Location Based Search.
Job Scheduling.
Idempotence.
Durable Data.

Majority system design falls under the bucket.

Database Fundamentals.

How the database works.

Database is a system that store the application state. Data is typically stored on hard disk so it is persistent.

Sequential read and write are always cheaper than random read and write.
Keep the data that are frequently read together.
Keep the data that are frequently written together.

Data stored in sorted manner will be easier to read - Database Index.

Index are feature supported by many database that allow us to speed up certain read queries and often at the expense of slowing down write queries.
If we did not have an index, each database write could just be done sequentially in a “write ahead log”. We would have to do a sequential scan over the entire table to find our row. x=5,y=10,z=15, x=20 . It continue the x=20 in a sequential manner and did not change the first one. When read it will see from the latest value. The read is O(N).

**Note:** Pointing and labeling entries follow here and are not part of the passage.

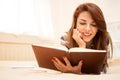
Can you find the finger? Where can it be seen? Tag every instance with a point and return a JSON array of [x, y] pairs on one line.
[[58, 62], [67, 61]]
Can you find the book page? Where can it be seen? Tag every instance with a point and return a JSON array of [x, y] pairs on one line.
[[54, 46], [77, 49]]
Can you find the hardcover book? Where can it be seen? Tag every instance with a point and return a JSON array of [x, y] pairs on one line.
[[92, 59]]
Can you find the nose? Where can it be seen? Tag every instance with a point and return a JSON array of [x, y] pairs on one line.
[[88, 27]]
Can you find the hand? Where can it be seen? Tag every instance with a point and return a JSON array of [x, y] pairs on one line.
[[78, 38], [68, 68]]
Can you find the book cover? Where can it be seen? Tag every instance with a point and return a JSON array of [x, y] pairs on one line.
[[92, 59]]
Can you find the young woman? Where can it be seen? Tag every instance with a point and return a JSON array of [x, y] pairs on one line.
[[88, 30]]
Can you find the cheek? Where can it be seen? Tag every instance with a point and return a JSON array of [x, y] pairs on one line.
[[79, 28]]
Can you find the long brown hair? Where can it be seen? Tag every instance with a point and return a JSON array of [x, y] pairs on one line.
[[102, 38]]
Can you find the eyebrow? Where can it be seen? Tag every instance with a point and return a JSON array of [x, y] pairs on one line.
[[85, 20]]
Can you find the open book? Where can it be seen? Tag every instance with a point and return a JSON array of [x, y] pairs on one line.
[[92, 59]]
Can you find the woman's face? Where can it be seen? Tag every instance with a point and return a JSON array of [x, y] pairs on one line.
[[86, 26]]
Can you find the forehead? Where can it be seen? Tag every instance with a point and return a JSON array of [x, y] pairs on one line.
[[85, 15]]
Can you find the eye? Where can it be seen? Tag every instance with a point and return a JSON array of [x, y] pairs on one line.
[[82, 23], [94, 25]]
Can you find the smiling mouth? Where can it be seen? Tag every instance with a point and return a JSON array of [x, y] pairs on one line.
[[87, 34]]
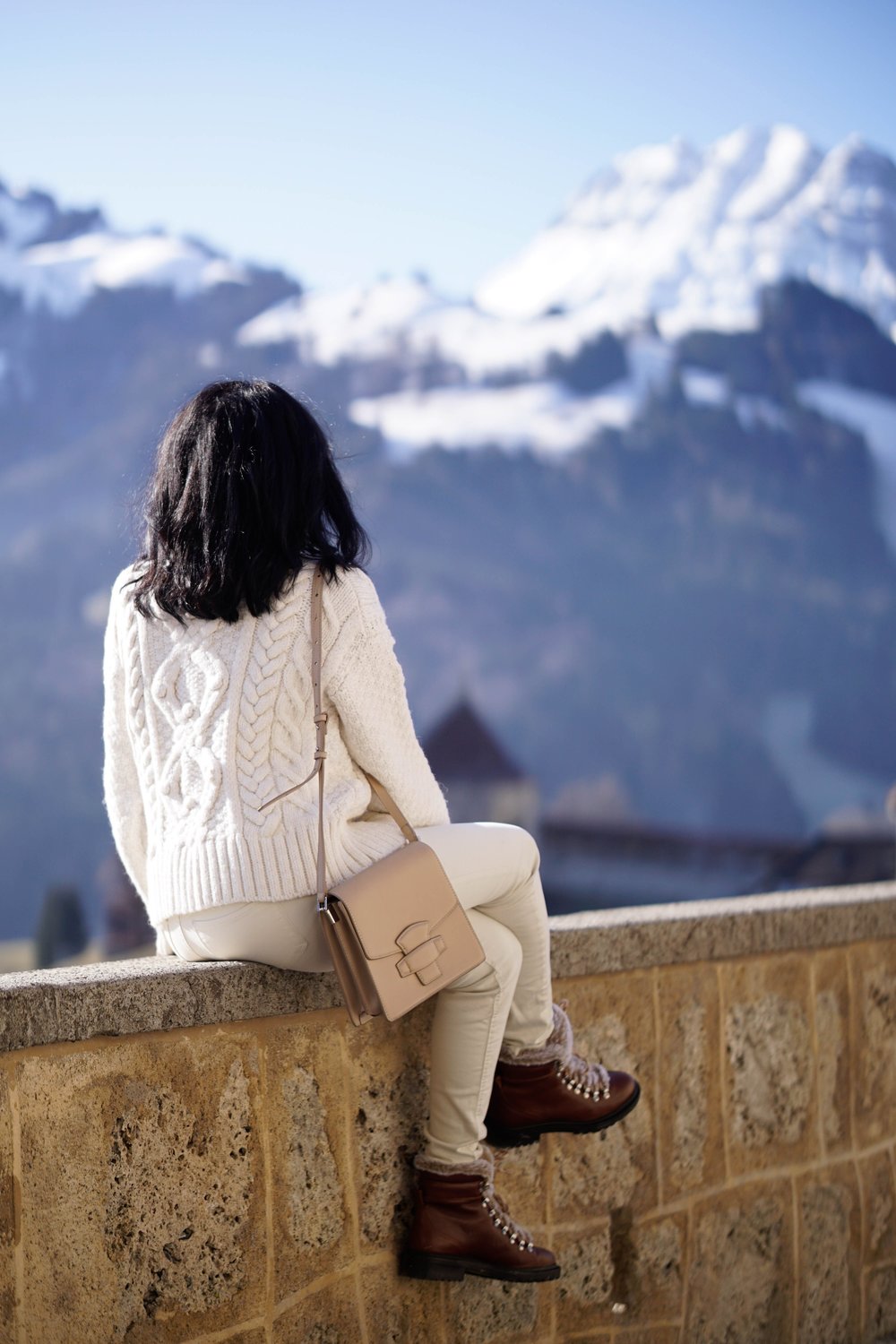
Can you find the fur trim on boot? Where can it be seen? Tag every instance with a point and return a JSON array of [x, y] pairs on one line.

Index improves the read. 3 type of Index - Hash Index and B+ Trees and LSMTree and SSTable.

Hash Index.

Keep all keys in memory in a hashmap with their corresponding address on disk.

Memory x - 0x0345 y - 0xa23d

Disk 0x0345 - “Hello” 0xa23d - “World”

Pros - O(1) for read and write.

Cons - Keyset need to fit in memory. Poor support for range queries. Data in disk is not ordered by its indexed key.

B+ Trees.

Organize a tree of keys on disk. Follow tree structure to get to your key and its corresponsing data on disk.

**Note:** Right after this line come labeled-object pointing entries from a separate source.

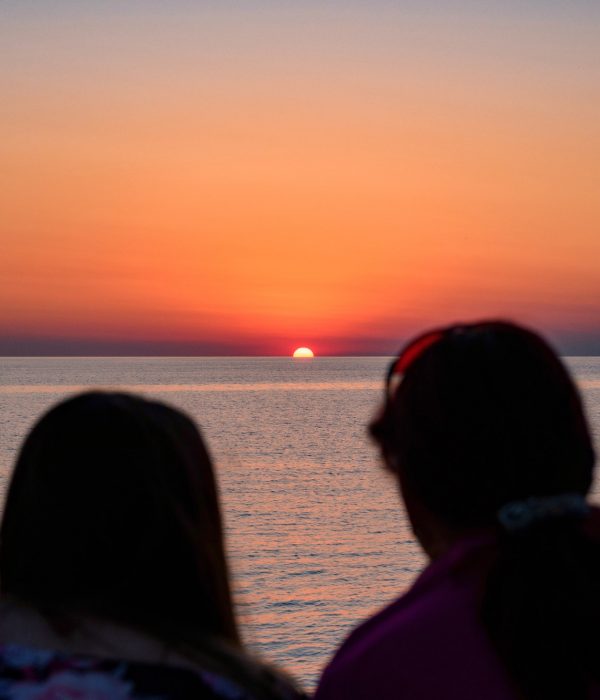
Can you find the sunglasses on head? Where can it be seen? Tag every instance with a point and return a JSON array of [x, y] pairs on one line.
[[406, 358]]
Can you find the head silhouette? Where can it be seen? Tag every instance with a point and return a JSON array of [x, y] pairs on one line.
[[483, 415], [479, 415], [113, 511]]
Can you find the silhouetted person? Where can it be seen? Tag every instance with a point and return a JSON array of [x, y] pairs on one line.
[[113, 574], [484, 431]]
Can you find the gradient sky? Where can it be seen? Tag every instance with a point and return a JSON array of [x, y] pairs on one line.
[[246, 177]]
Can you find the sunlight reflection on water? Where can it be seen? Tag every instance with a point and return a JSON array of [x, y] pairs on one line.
[[315, 532]]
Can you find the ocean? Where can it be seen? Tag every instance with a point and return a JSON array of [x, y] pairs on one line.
[[316, 535]]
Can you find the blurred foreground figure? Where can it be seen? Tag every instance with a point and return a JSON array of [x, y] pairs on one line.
[[484, 431], [113, 573]]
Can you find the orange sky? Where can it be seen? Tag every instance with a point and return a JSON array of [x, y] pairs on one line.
[[221, 180]]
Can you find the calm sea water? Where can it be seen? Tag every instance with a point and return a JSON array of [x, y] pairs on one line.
[[316, 535]]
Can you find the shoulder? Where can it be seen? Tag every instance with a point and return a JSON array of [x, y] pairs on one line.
[[28, 672], [422, 636]]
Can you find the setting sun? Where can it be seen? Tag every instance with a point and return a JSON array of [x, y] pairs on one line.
[[303, 352]]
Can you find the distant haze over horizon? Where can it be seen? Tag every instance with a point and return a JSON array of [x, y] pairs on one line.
[[225, 178]]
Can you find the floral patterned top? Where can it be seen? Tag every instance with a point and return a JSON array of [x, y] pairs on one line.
[[36, 674]]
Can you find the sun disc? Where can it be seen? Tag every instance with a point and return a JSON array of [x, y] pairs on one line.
[[303, 353]]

Pros - O(log N) read and write. Data from adjacent keys is stored adjacently on disk allowing for easier range queries. (Meaning reading data from 1 to 5 then here it is present in all adjacent place.)

Cons - Slower single jey read than the hash index.

LSM Trees + SSTable.

Writes goes to the in memory binary search tree and it flushed to immutable sorted tables on disk when it gets too big. Reads for a key and first performed from the tree, and if not present we see each SSTable file from the newest to oldest.

It can be made faster by merging theSSTable th eprocess is Compaction. Need data structure like sparse index, bloom filter to make it faster.

BST are sorted so are SSTable - this index supports range queries.

O(log N) for writes and reads. Fast write to in memory.

Cons - Fairly slow reads due to having to see multiple different places for the value for a given key.

Transaction.

Its an abstration supported by some databases - ACID.

Atomic - Put all writes in a “write ahead logs” before writing them to their actual location on disk, mark them as committed in the write ahead log is complete (so if a write is uncommitted and the database fails we can replay the log entry).
Serializable - It appears to the writer as if all transactions ran ona single thread, no need to worry about the race condition.

There are multiple ways of ensuring serializability in a database.

Actually running on a single thread.

Pessimistic concurrency control.
Hold locks on all read-from and written-to database rows to prevent concurrent updates for the duration of the transaction, others must wait

Optimistic concurrency control.
Allow transactions to proceed with no locks and abort any transactions that see that the data that they’ve read or written to has been modified.
Since aborting is expensive, this tends to be better only in situations where there is very little contention across transactions

Row and Col data. Image. Column - Not taking the data in a row and put in disk, we take come column data and store it in disk.

Data serialization. Image.

There is couple of data and we need to store in disk with 0 and 1. We can use protocol buffer.